Variety’s “absurd and disgusting” spin on a postmortem appearance by Rob Reiner earned scathing rebukes for its Trump Derangement Syndrome.

“You guys keep finding new lows.”

In December 2025, the acclaimed director and his wife, Michele, were found brutally murdered, allegedly by their own son, 32-year-old Nick Reiner. While President Donald Trump maintained Reiner was a “deranged person,” corporate media appeared to relish that, elevating a dig at the commander-in-chief from beyond the grave with a claim Reiner “Gets the ‘Last Laugh.'”

Friday, on the eve of Independence Day, HBO aired the latest episode of Larry David’s “Life, Larry, and the Pursuit of Unhappiness: An Almost History of America” featuring Reiner as President George Washington playing the straight man for leftist talking point digs at Trump. The sketch led Variety to conclude, “Rob Reiner Gets the ‘Last Laugh’ Against Trump in Secret Final Role as George Washington in Larry David’s HBO Show.”

Image via X

Within the episode, David’s character kicked off the Trump bashing with a question reacting to Reiner’s Washington announcing he won’t seek a third term, “Well, what if there’s some a**hole in office, some narcissistic prick who doesn’t follow the Constitution?”

“He could use the presidency to enrich himself and his family,” continued the star who also peddled the narrative that the Supreme Court was compromised in Trump’s favor. “He could send troops into American cities to terrorize and even kill American citizens, all to distract from the fact that he’s friends with a pedophile.”

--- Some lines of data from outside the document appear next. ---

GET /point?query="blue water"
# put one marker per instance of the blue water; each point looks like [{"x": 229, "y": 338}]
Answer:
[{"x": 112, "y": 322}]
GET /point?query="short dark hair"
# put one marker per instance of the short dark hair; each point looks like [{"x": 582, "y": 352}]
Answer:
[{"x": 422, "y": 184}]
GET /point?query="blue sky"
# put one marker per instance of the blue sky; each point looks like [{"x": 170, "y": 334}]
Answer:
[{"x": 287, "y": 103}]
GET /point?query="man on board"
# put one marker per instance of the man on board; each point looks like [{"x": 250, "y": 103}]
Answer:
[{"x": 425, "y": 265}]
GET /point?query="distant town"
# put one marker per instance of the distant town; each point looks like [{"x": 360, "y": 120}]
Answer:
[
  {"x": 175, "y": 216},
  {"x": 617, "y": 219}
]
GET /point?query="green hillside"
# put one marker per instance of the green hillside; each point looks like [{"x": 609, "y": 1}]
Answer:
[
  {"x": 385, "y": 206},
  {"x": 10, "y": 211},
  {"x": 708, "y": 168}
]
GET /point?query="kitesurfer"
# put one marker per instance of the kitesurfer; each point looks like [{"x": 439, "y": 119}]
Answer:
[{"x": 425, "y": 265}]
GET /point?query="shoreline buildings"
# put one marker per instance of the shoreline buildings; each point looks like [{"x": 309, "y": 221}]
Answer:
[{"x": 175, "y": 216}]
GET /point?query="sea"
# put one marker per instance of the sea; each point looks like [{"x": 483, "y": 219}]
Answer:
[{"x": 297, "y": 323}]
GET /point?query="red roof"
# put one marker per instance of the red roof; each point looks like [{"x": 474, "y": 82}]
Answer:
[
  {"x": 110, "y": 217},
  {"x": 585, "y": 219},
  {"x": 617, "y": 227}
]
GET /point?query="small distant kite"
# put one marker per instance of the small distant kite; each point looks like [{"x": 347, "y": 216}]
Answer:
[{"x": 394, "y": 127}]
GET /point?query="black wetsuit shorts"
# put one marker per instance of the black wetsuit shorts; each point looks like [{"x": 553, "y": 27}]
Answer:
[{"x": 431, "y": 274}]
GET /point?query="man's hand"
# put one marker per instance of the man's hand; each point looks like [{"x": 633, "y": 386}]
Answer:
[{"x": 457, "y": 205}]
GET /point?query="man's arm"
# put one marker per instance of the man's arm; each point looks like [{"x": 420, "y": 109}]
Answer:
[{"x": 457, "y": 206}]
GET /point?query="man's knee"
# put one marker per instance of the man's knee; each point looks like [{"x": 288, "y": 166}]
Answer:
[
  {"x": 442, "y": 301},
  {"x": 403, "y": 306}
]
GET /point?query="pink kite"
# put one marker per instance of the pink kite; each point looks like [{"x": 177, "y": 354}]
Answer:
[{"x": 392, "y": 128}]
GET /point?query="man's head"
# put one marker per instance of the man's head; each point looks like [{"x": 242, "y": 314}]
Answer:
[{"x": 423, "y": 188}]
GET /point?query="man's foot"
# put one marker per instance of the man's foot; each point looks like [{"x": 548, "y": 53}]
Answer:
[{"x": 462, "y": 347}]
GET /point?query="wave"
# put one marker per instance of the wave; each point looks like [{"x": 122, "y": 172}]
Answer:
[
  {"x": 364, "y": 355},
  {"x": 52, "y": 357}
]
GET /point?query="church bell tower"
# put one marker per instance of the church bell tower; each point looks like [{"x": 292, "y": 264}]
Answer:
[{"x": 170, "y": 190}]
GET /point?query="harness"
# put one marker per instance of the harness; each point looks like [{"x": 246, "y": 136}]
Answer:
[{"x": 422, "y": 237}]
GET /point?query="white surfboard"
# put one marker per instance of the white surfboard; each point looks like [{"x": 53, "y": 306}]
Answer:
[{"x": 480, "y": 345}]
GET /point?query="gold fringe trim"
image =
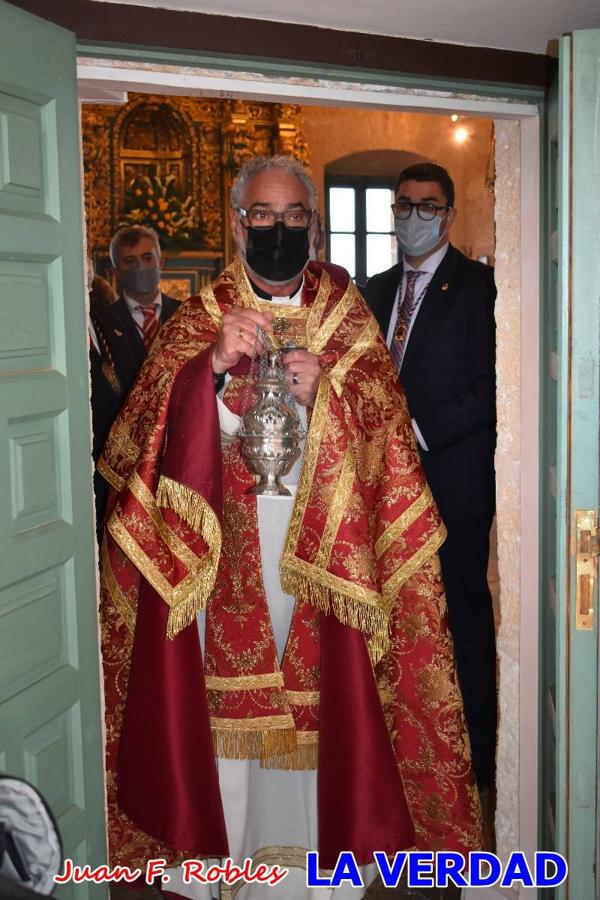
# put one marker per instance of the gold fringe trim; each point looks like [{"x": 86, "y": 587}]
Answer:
[
  {"x": 110, "y": 475},
  {"x": 369, "y": 619},
  {"x": 185, "y": 612},
  {"x": 189, "y": 506},
  {"x": 303, "y": 758},
  {"x": 261, "y": 744},
  {"x": 243, "y": 682},
  {"x": 198, "y": 514}
]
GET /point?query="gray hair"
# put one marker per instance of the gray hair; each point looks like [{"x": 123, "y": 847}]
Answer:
[
  {"x": 130, "y": 235},
  {"x": 259, "y": 164}
]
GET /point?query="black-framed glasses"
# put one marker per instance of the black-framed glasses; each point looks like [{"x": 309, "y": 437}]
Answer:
[
  {"x": 263, "y": 217},
  {"x": 426, "y": 211}
]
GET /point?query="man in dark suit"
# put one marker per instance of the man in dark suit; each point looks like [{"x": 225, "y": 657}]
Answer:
[
  {"x": 121, "y": 334},
  {"x": 141, "y": 307},
  {"x": 436, "y": 309}
]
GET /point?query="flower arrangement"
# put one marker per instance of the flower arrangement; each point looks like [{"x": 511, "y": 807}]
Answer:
[{"x": 157, "y": 202}]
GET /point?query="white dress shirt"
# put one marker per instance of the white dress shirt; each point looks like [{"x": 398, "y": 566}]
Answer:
[
  {"x": 136, "y": 313},
  {"x": 428, "y": 269}
]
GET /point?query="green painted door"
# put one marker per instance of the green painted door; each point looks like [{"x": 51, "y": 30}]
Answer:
[
  {"x": 570, "y": 459},
  {"x": 50, "y": 720}
]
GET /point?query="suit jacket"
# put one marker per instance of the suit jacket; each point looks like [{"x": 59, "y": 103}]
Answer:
[
  {"x": 121, "y": 311},
  {"x": 448, "y": 375},
  {"x": 121, "y": 346}
]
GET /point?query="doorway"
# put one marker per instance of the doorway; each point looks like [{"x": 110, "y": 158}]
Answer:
[{"x": 517, "y": 266}]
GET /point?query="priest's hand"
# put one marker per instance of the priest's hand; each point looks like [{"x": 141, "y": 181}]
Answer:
[
  {"x": 302, "y": 371},
  {"x": 238, "y": 336}
]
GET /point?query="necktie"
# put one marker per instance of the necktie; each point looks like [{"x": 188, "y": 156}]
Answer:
[
  {"x": 405, "y": 314},
  {"x": 151, "y": 324}
]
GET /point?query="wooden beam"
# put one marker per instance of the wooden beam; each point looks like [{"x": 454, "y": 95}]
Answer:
[{"x": 203, "y": 33}]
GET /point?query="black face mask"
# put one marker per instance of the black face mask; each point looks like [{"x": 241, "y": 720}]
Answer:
[{"x": 277, "y": 254}]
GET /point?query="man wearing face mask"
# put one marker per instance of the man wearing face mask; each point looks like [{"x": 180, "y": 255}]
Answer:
[
  {"x": 285, "y": 660},
  {"x": 141, "y": 307},
  {"x": 436, "y": 309}
]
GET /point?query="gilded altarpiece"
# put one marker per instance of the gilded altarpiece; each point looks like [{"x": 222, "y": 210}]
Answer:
[{"x": 202, "y": 143}]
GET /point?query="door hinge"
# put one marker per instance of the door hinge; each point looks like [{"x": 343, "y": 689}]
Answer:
[{"x": 587, "y": 548}]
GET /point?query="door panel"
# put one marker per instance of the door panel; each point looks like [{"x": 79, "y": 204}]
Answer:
[
  {"x": 570, "y": 448},
  {"x": 50, "y": 720}
]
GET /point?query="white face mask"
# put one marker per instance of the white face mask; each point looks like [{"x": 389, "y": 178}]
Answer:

In concluding the sketch, Reiner declared, “We’re f*cked,” after Jimmy Kimmel had his own cameo questioning if the president would “challenge anyone who dares make fun of him, as if he were a big baby?”

Speaking with Variety about the content, director Jeff Schaffer expressed, “It’s coming out on Fourth of July weekend, and if it in any way spoils a sad octogenarian’s weekend, then oh well!”

Schaffer also told the outlet that he and David had been editing the scene two days before the Reiners were murdered. Alleged to have killed his parents, Nick Reiner pled not guilty and has been awaiting a preliminary hearing. The showrunners opted to keep Rob Reiner’s scene out of the Los Angeles premiere only to drop it ahead of America’s semiquincentennial.

“It just didn’t feel like the right way to show the world,” he said of the LA premiere. “We thought long and hard about where the sketch should air … and ultimately we decided that July 3 was the perfect time. Just let it come out on the Fourth of July weekend, on the 250th, and let it sink in that way.”

While Schaffer seemed delighted at his own decision-making, Variety was heavily criticized for its spin on the unfunny sketch in light of Reiner’s untimely end.